René Depestre

Écrivain d’origine haïtienne

Publié le 19 avril 2004 Lecture : 3 minutes.

Haïti à nouveau plongé dans la violence et la confusion politique. Ce qui désole l’écrivain René Depestre, natif de la ville de Jacmel. « Deux siècles après notre indépendance, nous n’avons pas pris notre envol, constate celui qui mena la fronde politique estudiantine en 1946. Beaucoup d’artistes haïtiens réussissent très bien dans la diaspora, et cette forme d’existence pourrait être une passerelle vers les libertés civiles pour combler le vide de notre histoire politique. »
Le colosse littéraire, confortablement installé dans les moelleux fauteuils du siège parisien de la Francophonie, est pourtant peu enclin à parler politique. Malgré un passé d’agitateur public international – il fut expulsé de Port- au-Prince en 1946, puis de Prague, de Paris et de Cuba en moins de six ans -, l’homme à la chevelure léonine se préoccupe surtout de littérature.

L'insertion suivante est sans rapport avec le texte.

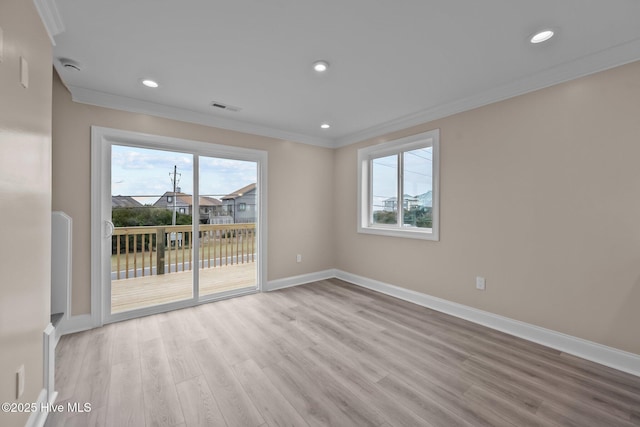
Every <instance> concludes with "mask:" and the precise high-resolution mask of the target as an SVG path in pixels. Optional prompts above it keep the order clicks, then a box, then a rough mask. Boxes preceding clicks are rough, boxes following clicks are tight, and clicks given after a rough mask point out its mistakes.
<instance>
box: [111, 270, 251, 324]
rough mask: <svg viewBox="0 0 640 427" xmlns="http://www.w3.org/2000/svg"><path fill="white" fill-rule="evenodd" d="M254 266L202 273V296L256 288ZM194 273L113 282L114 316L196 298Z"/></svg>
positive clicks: (188, 271) (145, 276) (111, 285)
mask: <svg viewBox="0 0 640 427" xmlns="http://www.w3.org/2000/svg"><path fill="white" fill-rule="evenodd" d="M256 266H257V264H256V263H254V262H250V263H244V264H234V265H225V266H221V267H215V268H203V269H200V282H199V285H200V295H211V294H215V293H218V292H224V291H230V290H235V289H242V288H246V287H248V286H252V285H255V284H256V283H257V281H256ZM192 275H193V273H192V272H191V271H180V272H177V273H168V274H162V275H160V276H144V277H135V278H130V279H120V280H113V281H111V312H112V313H120V312H122V311H129V310H133V309H136V308H142V307H149V306H153V305H158V304H165V303H168V302H175V301H182V300H185V299H189V298H191V297H192V296H193V290H192V289H193V287H192Z"/></svg>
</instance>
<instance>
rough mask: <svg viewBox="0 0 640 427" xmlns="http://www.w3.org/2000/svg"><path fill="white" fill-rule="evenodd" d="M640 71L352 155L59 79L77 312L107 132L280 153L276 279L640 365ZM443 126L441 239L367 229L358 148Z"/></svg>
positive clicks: (271, 227)
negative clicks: (499, 320) (547, 331)
mask: <svg viewBox="0 0 640 427" xmlns="http://www.w3.org/2000/svg"><path fill="white" fill-rule="evenodd" d="M638 75H640V62H639V63H634V64H630V65H627V66H623V67H619V68H616V69H613V70H609V71H606V72H603V73H599V74H595V75H592V76H589V77H586V78H582V79H578V80H574V81H572V82H569V83H565V84H562V85H557V86H554V87H552V88H548V89H545V90H541V91H537V92H534V93H530V94H527V95H523V96H520V97H517V98H513V99H510V100H507V101H503V102H500V103H496V104H492V105H489V106H486V107H483V108H478V109H475V110H472V111H468V112H465V113H461V114H457V115H454V116H451V117H448V118H445V119H442V120H438V121H436V122H433V123H428V124H424V125H421V126H417V127H415V128H412V129H407V130H405V131H401V132H396V133H394V134H392V135H387V136H385V137H382V138H376V139H375V140H370V141H363V142H362V143H360V144H356V145H352V146H349V147H344V148H340V149H337V150H329V149H324V148H318V147H313V146H308V145H303V144H297V143H293V142H288V141H282V140H276V139H271V138H264V137H258V136H253V135H247V134H242V133H238V132H233V131H225V130H221V129H215V128H210V127H206V126H200V125H195V124H189V123H184V122H178V121H173V120H168V119H162V118H157V117H151V116H147V115H142V114H132V113H127V112H122V111H116V110H110V109H105V108H100V107H94V106H88V105H83V104H77V103H74V102H72V101H71V98H70V95H69V93H68V91H67V90H66V89H65V88H64V86H63V85H62V84H61V83H60V82H59V80H58V79H57V78H55V79H54V80H55V81H54V92H53V98H54V115H53V119H54V120H53V123H54V130H53V137H54V140H53V147H54V151H53V209H54V210H63V211H65V212H67V213H68V214H70V215H71V216H72V217H73V219H74V242H73V245H74V253H73V268H74V270H73V296H72V298H73V314H82V313H88V312H89V307H90V259H89V257H90V253H89V247H90V245H89V242H90V233H89V231H90V229H89V223H90V203H89V196H90V188H89V186H90V170H89V159H90V150H89V145H90V126H91V125H99V126H106V127H113V128H119V129H126V130H132V131H141V132H148V133H155V134H160V135H167V136H174V137H179V138H186V139H193V140H199V141H210V142H214V143H220V144H229V145H235V146H242V147H251V148H258V149H264V150H267V151H268V152H269V188H268V192H269V209H268V215H269V224H268V226H269V242H268V251H269V252H268V256H269V258H268V276H269V279H270V280H274V279H279V278H285V277H290V276H295V275H299V274H304V273H312V272H316V271H320V270H324V269H327V268H332V267H335V268H339V269H341V270H344V271H347V272H350V273H354V274H358V275H362V276H365V277H369V278H372V279H377V280H380V281H384V282H388V283H391V284H394V285H397V286H402V287H405V288H408V289H413V290H417V291H420V292H424V293H427V294H430V295H433V296H437V297H441V298H445V299H447V300H450V301H454V302H458V303H461V304H465V305H469V306H472V307H476V308H479V309H482V310H487V311H490V312H493V313H497V314H500V315H503V316H507V317H510V318H513V319H517V320H521V321H524V322H528V323H531V324H534V325H539V326H542V327H545V328H549V329H552V330H556V331H559V332H564V333H567V334H570V335H574V336H577V337H581V338H585V339H588V340H591V341H595V342H598V343H602V344H605V345H609V346H612V347H616V348H619V349H622V350H627V351H630V352H634V353H636V354H640V340H639V339H638V337H637V333H636V331H635V325H637V324H640V310H639V307H640V226H638V224H639V223H640V197H638V195H639V194H640V167H638V166H637V162H638V159H640V144H639V143H638V140H637V139H638V135H640V120H638V117H640V107H639V104H638V101H637V100H638V99H640V79H638V78H637V76H638ZM434 128H440V129H441V159H442V160H441V162H442V163H441V170H442V174H441V218H442V224H441V230H440V231H441V240H440V242H430V241H421V240H410V239H400V238H391V237H379V236H372V235H362V234H358V233H356V222H355V221H356V212H355V210H356V190H357V189H356V150H357V148H359V147H363V146H366V145H370V144H373V143H377V142H383V141H386V140H390V139H393V138H395V137H400V136H406V135H411V134H414V133H418V132H422V131H426V130H430V129H434ZM329 212H331V214H330V213H329ZM296 253H302V254H303V256H304V262H303V263H301V264H296V263H295V254H296ZM478 275H479V276H484V277H486V278H487V290H486V291H485V292H480V291H476V290H475V288H474V284H475V276H478Z"/></svg>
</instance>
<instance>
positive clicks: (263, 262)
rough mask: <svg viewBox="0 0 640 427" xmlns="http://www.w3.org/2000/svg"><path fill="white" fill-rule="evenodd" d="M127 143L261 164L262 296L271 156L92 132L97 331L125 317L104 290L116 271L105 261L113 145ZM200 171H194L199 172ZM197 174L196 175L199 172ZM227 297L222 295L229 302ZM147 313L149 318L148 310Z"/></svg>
mask: <svg viewBox="0 0 640 427" xmlns="http://www.w3.org/2000/svg"><path fill="white" fill-rule="evenodd" d="M112 144H122V145H131V146H137V147H143V148H155V149H162V150H167V151H179V152H183V153H188V154H193V155H196V156H209V157H221V158H229V159H235V160H246V161H253V162H256V163H257V167H258V172H257V173H258V182H257V185H258V186H257V194H258V200H259V202H258V223H257V239H258V242H257V248H258V259H257V282H258V283H257V286H258V291H262V289H263V286H264V284H265V283H266V279H267V269H266V265H267V252H266V249H267V245H266V239H267V152H266V151H263V150H255V149H249V148H241V147H233V146H228V145H221V144H214V143H209V142H202V141H193V140H187V139H181V138H173V137H167V136H162V135H153V134H146V133H139V132H131V131H125V130H120V129H112V128H105V127H99V126H92V127H91V320H92V324H93V326H94V327H98V326H102V325H103V324H104V323H107V322H109V321H115V320H121V317H122V316H115V318H114V316H111V314H110V310H108V302H109V301H110V299H111V295H110V287H109V286H105V285H104V284H105V283H108V282H106V279H107V278H110V275H111V271H110V270H111V268H110V265H106V263H105V262H104V260H103V259H102V258H103V256H102V255H103V254H104V251H106V250H108V251H110V250H111V249H110V248H111V243H110V242H109V240H108V239H105V236H106V233H107V227H106V221H107V220H110V219H111V218H110V210H111V209H110V208H111V196H110V195H111V191H107V190H109V189H110V185H111V145H112ZM194 172H195V171H194ZM196 173H197V172H196ZM224 297H226V296H221V298H224ZM208 301H210V299H203V300H201V301H198V300H196V299H195V298H194V299H193V300H188V301H186V304H185V301H181V302H178V303H175V308H181V307H184V306H190V305H195V304H198V303H200V302H208ZM167 309H172V306H170V305H163V306H160V307H159V310H158V311H163V310H167ZM145 314H148V313H147V312H146V311H145Z"/></svg>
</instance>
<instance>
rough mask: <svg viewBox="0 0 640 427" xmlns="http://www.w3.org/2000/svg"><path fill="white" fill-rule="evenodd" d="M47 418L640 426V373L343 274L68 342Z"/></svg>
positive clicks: (228, 421) (57, 362)
mask: <svg viewBox="0 0 640 427" xmlns="http://www.w3.org/2000/svg"><path fill="white" fill-rule="evenodd" d="M56 362H57V370H56V387H57V389H58V391H59V393H60V394H59V398H58V403H63V404H64V405H65V406H66V405H67V403H74V402H78V403H81V404H83V403H85V402H88V403H91V405H92V410H91V412H89V413H75V414H74V413H68V412H63V413H55V414H51V415H50V416H49V419H48V420H47V424H46V426H48V427H57V426H64V427H68V426H118V427H122V426H135V427H138V426H145V427H151V426H180V427H183V426H184V427H189V426H222V427H225V426H228V427H236V426H238V427H276V426H295V427H306V426H340V427H342V426H345V427H347V426H384V427H389V426H410V427H415V426H432V427H440V426H446V427H449V426H518V427H521V426H576V427H577V426H579V427H589V426H607V427H609V426H622V427H624V426H640V378H639V377H635V376H632V375H628V374H625V373H622V372H619V371H616V370H613V369H610V368H607V367H604V366H600V365H597V364H594V363H591V362H588V361H585V360H582V359H579V358H576V357H574V356H570V355H567V354H563V353H561V352H558V351H556V350H553V349H549V348H546V347H542V346H540V345H537V344H533V343H530V342H527V341H524V340H521V339H518V338H515V337H512V336H509V335H506V334H503V333H500V332H497V331H494V330H491V329H487V328H484V327H482V326H479V325H475V324H473V323H469V322H466V321H464V320H461V319H457V318H454V317H450V316H447V315H445V314H442V313H438V312H435V311H432V310H429V309H426V308H424V307H420V306H417V305H414V304H411V303H408V302H405V301H401V300H397V299H395V298H392V297H389V296H386V295H382V294H378V293H375V292H372V291H369V290H366V289H362V288H360V287H357V286H354V285H350V284H347V283H345V282H342V281H340V280H337V279H332V280H326V281H320V282H314V283H310V284H307V285H303V286H298V287H294V288H288V289H283V290H280V291H275V292H269V293H263V294H254V295H248V296H244V297H241V298H236V299H230V300H224V301H218V302H215V303H211V304H205V305H201V306H198V307H194V308H189V309H184V310H178V311H174V312H170V313H163V314H158V315H154V316H149V317H144V318H140V319H135V320H130V321H125V322H120V323H115V324H110V325H107V326H105V327H103V328H100V329H95V330H91V331H86V332H81V333H77V334H73V335H67V336H64V337H62V339H61V341H60V343H59V344H58V348H57V357H56Z"/></svg>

Retiré dans l’Aude, département du sud de la France, au milieu des champs de vignes, l’ancien nomade se lève tous les jours à cinq heures et travaille toute la matinée à son grand-oeuvre : une autobiographie en trois tomes. « Ces derniers livres, dit-il avec gravité, je n’ai pas le droit de ne pas les réussir. » Pressé par le temps – « Il faut que je me dépêche de terminer avant de mourir. J’ai tout de même 78 ans » -, Depestre orchestre jour après jour ses souvenirs. « Je n’ai plus qu’à découper des massifs, à tailler ce qui deviendra mon livre dans le vaste chantier de mes notes. »
Au rythme de deux ou trois pages par jour, debout devant son pupitre, il sculpte dans la matière des mots ses futurs Mémoires. « Je bouge, je marche, je reviens à mon pupitre, car mes idées fonctionnent bien de cette manière. J’arrête d’écrire quand je sens qu’il reste encore un peu d’eau dans le puits. » Après, un jogging dans la pinède, parcourant la campagne au pas de course à l’âge où d’autres ronronnent dans leur fauteuil. « C’est une expérience spirituelle : j’apprends à mon corps à saluer l’esprit. Je me refais une sorte de pureté avant de reprendre mon travail. Je prépare mon puits pour le lendemain. » L’hyperactif s’octroie tout de même, « en bon Antillais », une sieste réparatrice avant d’entamer ses lectures quotidiennes. La presse, puis l’un des dix mille ouvrages de sa bibliothèque.
Le premier manuscrit que son éditeur recevra concernera Haïti et l’enfance que l’écrivain y a passée. Titre prévu : La Troisième Rive. Au coeur de ce roman, sa grand-mère maternelle, qui l’a élevé quand il a perdu son père, à 10 ans, et la rivière qui traversait son village. Le second texte retracera sa vie cubaine et s’intitulera Cuba : service après-naufrage. Ce livre sera « le récit du naufrage de la révolution cubaine, qui ne fut qu’une composante du naufrage général du communisme dans le monde, et celui de mon naufrage personnel. »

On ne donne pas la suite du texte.